President Donald Trump’s turbulent administration hit rock bottom following revelations that the federal government was separating families of asylum-seekers at the border. Among the list of offenses: caging children, coercing non-English speakers into signing esoteric forms and traumatizing minors seeking a place in this country.

Californians have been crying foul ever since.

The most prominent display of disdain has come from workers, who have called on state institutions to cut investments in companies linked to border detentions.

American Federation of State, County and Municipal Employees Local 3299, a union representing University of California workers, called on the University in July to divest from contractors linked with the detention of immigrants at the border. And California teachers wrote a letter to administrators of the California State Teachers’ Retirement System earlier that month, demanding it divest from private prison companies and organizations involved in immigrant detention.

These calls are a welcome reminder of the mixed messages state institutions send by denouncing ghastly border policies while indirectly funding their enforcement. Following the money may not be an easy task, but it’s incumbent on state institutions to re-evaluate their investment portfolios and sever transactions they consider to be contrary to the public stances they’ve taken.

And from the looks of it, there are several notable divestments these institutions can already make.

For example, AFSCME, in its letter to UC President Janet Napolitano, claimed the University spent $281 million on contractors who also work with Immigrations and Customs Enforcement. Among these companies is General Dynamics Information Technology, which administers the Analytical Writing Placement Exam for incoming freshmen. General Dynamics has advertised jobs to monitor undocumented children via the Office of Refugee Resettlement, the department responsible for the treatment of immigrant children separated from their parents.

At the state government level, CalSTRS invests in CoreCivic, a private prison company tangled in multiple lawsuits alleging violations of prisoners’ civil rights.

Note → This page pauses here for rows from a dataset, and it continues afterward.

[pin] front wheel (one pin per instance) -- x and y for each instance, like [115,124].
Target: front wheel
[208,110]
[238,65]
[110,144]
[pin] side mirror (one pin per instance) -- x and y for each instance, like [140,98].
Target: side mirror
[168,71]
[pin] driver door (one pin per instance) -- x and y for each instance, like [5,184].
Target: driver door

Other companies that unions point to, however, have less direct relations with border policy. One such company AFSCME references is ABM Industry Groups, which leases parking facilities and works with both the UC and ICE.

And that’s the point: Divestment is a messy business – one that’s only made worse by state institutions’ silence about what principles are guiding their investments.

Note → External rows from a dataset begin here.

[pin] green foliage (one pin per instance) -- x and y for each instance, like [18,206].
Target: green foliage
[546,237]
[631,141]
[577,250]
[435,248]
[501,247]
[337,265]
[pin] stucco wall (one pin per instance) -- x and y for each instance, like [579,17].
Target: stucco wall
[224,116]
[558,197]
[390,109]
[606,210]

In June, for example, Napolitano declined a request from the American Federation of Teachers’ UC chapter to divest from GDIT on the grounds that it stated it is not involved in the separation of families at the border. And in the case of Californian teachers’ pension funds, CalSTRS has a track record of refusing appeals for divestment so as to not miss out on opportunities to boost its pension fund.

These are paltry explanations when these same institutions have clearly expressed their disapproval of the Trump administration’s attacks on asylum-seekers.

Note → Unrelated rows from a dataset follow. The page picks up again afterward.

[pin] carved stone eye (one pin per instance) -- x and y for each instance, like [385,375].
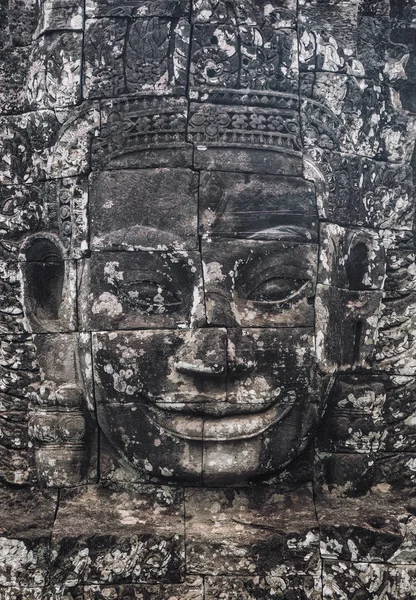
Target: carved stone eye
[277,289]
[149,296]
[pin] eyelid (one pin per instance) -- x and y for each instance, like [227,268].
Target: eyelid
[299,283]
[136,285]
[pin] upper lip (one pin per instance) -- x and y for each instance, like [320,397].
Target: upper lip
[225,428]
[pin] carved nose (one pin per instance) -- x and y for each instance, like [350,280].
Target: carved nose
[204,353]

After all, the University is in the midst of a lawsuit against the federal government, claiming the halting of the Deferred Action for Childhood Arrivals program was illegal. Napolitano, who previously served as the secretary of the U.S. Department of Homeland Security, even went as far as to call out the Trump administration’s policy of separating families at the border.

Institutions like the UC have, in effect, already taken a stance on how wrong it is to separate asylum-seekers’ families at the border. Not following through on those stances, though, only cements how cheap the talk has been.